Cultuado por especialistas (ao lado do irmão, Eduardo, um ano mais jovem) como membro de um histórico duo de violões, Sérgio teve uma prodigiosa carreira de instrumentista antes de se dedicar de corpo e alma à construção de violões, atividade que o levou a assinar mais de 700 instrumentos artesanais.

Lançados em 1968 (quando Sérgio tinha 20 anos e Eduardo 19), 1969 e 1970 por selos internacionais prestigiosos como Decca e CBS, os LPs do Duo Abreu realizavam uma estranha e assustadora simbiose entre juventude e sabedoria. A técnica imaculada se colocava a serviço da coerência estilística, e nunca se esgotava na mera reprodução do texto escrito: são interpretações fortes, inteligentes, de quem sabe exatamente o que quer atingir e como fazê-lo.

Razões contratuais impediram que os discos fossem relançados, até o presente momento, em CD ou streaming, mas sua reprodução ao longo dos tempos por admiradores, estudantes e colecionadores acompanhou, informalmente todas as mudanças tecnológicas.

Esse ciclo foi rompido apenas em 2018 com o lançamento em CD, pelo selo brasileiro Guitarcoop, do histórico recital ao vivo do Duo Abreu transmitido em 1970 pela BBC de Londres, talvez o (até então) mais célebre álbum "não lançado" da história do violão. A escuta dos irmãos-prodígios tocando os arranjos de Sérgio para peças do barroco francês (como as 6 peças originais para cravo de Jean-Philippe Rameau) conduz o ouvinte a um estado hipnótico, de silêncio arrebatador.

O mesmo ocorre no único álbum solo de lançado por Sérgio Abreu, no início dos anos 1980, contendo uma sonata de Paganini e nove estudos do compositor catalão Fernando Sor (1778-1839).

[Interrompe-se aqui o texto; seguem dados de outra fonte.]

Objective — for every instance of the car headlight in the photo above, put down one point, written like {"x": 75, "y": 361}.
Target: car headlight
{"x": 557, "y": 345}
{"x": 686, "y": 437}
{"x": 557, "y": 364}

Ao encerrar no auge e precocemente (com pouco mais de 30 anos) a carreira de concertista internacional, Abreu começou a se dedicar a luteria. Seus instrumentos autorais tomaram como referência os violões que ele mesmo utilizava em concertos e gravações, especialmente um violão construído pelo alemão Hermann Hauser (1882-1952) em 1930, sete anos mais antigo do que o histórico instrumento do violonista espanhol Andrés Segovia (1893-1987), o qual hoje integra o acervo do Metropolitan Museum de Nova York.

Os violões Abreu são instrumentos tradicionais, que utilizam tampo de pinho europeu e, em geral, laterais e fundo de jacarandá. Sua qualidade sonora é exemplar, doce e robusta, e igualmente notável é o potencial para sustentar o contraponto, isto é, as linhas independentes, tocadas em simultâneo, que não perdem individualidade e generosamente se mesclam no todo sonoro.

Instrumentos Abreu recompensam quem muita estuda, como ele sempre fez. Estão além de uma facilidade superficial: solicitam o trabalho diário, mas daí viram parceiros, amigos que ajudam a penetrar as obras, revelando humor, senso lúdico, um mundo de cores, permitindo à interpretação ser um jogo bonito e divertido.

Tudo isso —humor, cores, diversão— pode mesmo estar no som de um violão. Em seu trabalho de artista-artesão, realizado solitariamente consigo mesmo nas madrugadas cariocas —tão perto e tão longe da praia—, bem como na própria vida, Sérgio Abreu completava o mundo com o que nele faltasse de inteligência, refinamento e bondade.